Neocolonialism is a term coined by Kwame Nkrumah, first post-independence president of Ghana, to refer to the practice of using capitalism, globalisation, and cultural forces to control a country; it could also be used to refer to the massive presence of trans-national identities which interfere to an autonomous self-definition of needs in the emerging economies.
Filled only with preconceived ideas, I felt the need to experience, first hand, the streets of Southern Africa. I begun my six-weeks road trip across Zambia and Tanzania four months before the political elections of President Michael Sata: member of the Patriotic Front, he unseat, in September 2011, the Movement for Multi-party Democracy which had held power for the previous 20 years.

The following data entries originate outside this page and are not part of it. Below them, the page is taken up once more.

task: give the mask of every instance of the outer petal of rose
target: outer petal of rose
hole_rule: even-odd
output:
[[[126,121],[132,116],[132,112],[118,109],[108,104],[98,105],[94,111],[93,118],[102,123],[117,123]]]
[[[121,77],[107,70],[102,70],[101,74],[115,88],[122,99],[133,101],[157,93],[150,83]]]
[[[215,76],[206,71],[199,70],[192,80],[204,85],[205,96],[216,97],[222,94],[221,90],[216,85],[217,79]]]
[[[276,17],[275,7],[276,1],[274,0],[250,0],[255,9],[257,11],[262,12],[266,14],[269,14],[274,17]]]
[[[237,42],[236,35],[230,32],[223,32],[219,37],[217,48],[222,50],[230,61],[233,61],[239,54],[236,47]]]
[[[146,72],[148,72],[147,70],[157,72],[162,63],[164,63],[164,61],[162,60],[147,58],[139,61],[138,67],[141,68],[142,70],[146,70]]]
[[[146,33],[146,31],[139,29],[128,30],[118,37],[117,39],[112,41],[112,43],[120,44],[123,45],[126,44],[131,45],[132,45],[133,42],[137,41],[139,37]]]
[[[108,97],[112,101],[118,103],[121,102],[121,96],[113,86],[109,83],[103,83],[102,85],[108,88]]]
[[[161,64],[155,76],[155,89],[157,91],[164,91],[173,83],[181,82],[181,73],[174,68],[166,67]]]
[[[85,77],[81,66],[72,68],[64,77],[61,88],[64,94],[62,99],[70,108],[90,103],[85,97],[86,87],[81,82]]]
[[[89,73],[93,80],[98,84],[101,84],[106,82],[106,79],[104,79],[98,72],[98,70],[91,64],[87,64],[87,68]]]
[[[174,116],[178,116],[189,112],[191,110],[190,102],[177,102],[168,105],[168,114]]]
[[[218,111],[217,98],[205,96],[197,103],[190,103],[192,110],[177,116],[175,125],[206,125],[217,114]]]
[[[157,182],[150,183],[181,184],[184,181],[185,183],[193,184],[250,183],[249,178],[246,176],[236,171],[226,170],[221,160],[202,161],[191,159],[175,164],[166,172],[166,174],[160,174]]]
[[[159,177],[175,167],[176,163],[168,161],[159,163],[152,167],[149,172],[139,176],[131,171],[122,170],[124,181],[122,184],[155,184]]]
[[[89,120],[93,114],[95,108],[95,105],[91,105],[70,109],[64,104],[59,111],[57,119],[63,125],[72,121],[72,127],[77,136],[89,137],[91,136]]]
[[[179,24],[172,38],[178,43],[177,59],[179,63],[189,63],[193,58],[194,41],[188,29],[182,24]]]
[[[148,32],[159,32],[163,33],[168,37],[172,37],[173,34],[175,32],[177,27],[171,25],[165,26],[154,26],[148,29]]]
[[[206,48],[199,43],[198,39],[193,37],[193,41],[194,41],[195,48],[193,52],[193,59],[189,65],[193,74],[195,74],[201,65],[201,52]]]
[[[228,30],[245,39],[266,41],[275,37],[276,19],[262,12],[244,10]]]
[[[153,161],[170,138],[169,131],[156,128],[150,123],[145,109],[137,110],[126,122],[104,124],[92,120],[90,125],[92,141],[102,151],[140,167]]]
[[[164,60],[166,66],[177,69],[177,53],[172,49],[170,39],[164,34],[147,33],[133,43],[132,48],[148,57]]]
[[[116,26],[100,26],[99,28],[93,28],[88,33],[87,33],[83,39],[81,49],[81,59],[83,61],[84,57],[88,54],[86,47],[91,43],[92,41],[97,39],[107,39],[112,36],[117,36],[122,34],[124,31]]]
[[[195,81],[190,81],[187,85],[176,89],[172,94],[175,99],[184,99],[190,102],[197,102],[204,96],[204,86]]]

Zambia ranks 15 on the scale of natural resources out of 196 countries worldwide.
In 1964 Zambia made a peaceful transition to independence from the British Empire. However, its historical dependency on copper exportation caused a financial collapse in the 70’s, when the value of copper has been dropping on the international market. The economic rebirth of country began in the late 1990s when the privatization of the mining sector drew in foreign investment, especially from China and South Africa. In 2000, Zambia was re-classified as a middle-income country by the World Bank but poverty is not defeated.
The lack of a strong Zambian identity, which is a mixture of 74 different tribes that moved to this region to escape tribal wars between the 12th and the 13th century, makes Zambia’s future shrouded in uncertainty and subject to an uncontrolled desire of emulating welfare stereotypes of the “West”.